The elite Bronx prep school has been accused of turning a blind eye to sex assaults on at least 31 children between 1962 and 1996. In today’s statement, the school admitted that “former teachers and administrators in fact did abuse, in various degrees,students.”

Victim Jon Seiger, 51, last month described how eight faculty members used him as a “sex object and personal plaything.”

“Instead of a safe, nurturing place that would educate me, Horace Mann ended up providing a perfect storm of childhood sexual abuse,” he said, claiming he was first raped and forced to give oral sex to headmaster Inky Clark at age 14.

The school said it reached settlements with a “great majority” of former students who claim they were abused. At least one former student has sued the prestigious school, claiming he was molested by a music teacher some 450 times in the 1970s.

Other survivors are pressuring lawmakers in Albany to approve a bill that would allow molested students to sue schools well after the statute of limitations has expired. Currently, the statue prevents adults who were sexually abused as kids from filing claims after they turn 23.

Most of the teachers and administrators who committed the sex assaults are either dead or “mentally infirm,” the school said; others identified as abusers have refused to cooperate, and the school said it doesn’t have the power to force them.

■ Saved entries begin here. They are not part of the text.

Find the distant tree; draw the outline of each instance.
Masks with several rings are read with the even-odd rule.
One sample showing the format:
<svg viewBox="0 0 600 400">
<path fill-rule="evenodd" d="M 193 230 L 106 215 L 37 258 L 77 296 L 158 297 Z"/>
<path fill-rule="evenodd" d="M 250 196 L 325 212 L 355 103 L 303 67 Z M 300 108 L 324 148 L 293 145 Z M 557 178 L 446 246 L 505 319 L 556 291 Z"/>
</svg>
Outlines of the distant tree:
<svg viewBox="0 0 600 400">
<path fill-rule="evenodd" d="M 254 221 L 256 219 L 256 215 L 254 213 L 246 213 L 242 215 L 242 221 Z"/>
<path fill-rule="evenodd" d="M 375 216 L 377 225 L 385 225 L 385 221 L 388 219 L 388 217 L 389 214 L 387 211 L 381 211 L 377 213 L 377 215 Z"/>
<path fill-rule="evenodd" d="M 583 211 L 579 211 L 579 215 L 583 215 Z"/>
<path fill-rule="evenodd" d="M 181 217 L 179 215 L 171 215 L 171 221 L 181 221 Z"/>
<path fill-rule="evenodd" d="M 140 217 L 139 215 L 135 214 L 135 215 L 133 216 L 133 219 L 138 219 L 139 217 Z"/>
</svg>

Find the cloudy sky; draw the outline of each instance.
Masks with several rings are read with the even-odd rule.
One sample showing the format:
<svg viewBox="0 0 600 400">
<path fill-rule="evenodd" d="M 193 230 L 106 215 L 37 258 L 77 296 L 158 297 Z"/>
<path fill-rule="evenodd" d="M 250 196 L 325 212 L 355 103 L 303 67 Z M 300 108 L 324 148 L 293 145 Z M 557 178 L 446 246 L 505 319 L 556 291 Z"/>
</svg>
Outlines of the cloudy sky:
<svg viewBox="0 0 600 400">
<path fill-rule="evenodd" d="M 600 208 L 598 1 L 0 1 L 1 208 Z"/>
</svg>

The NYPD did investigate the allegations after a survivor exposed the abuse last year, but called off the probe because, under state law, the incidents happened too long ago to prosecute.

Horace Mann promised to create an advisory panel on student safety and appoint a survivor to the Head of School Committee, which advises to board of trustees, and said will release the school’s own report of abuses.

But Horace Mann did not say it would support the independent investigation that some survivors had called for.,

“The school is effectively saying no to our primary request,” Joseph Cumming, who claimed he was sexually abused at Horace Mann, told the Wall Street Journal.

“While nothing we can say or do will erase the painful memories shared by the survivors, we hope our actions demonstrate our resolve never to forget this portion of our past and reiterate our commitment to the safety of today’s students,” read the letter, signed by Board of Trustees Chair Steven M. Friedman and Head of School Thomas M. Kelly.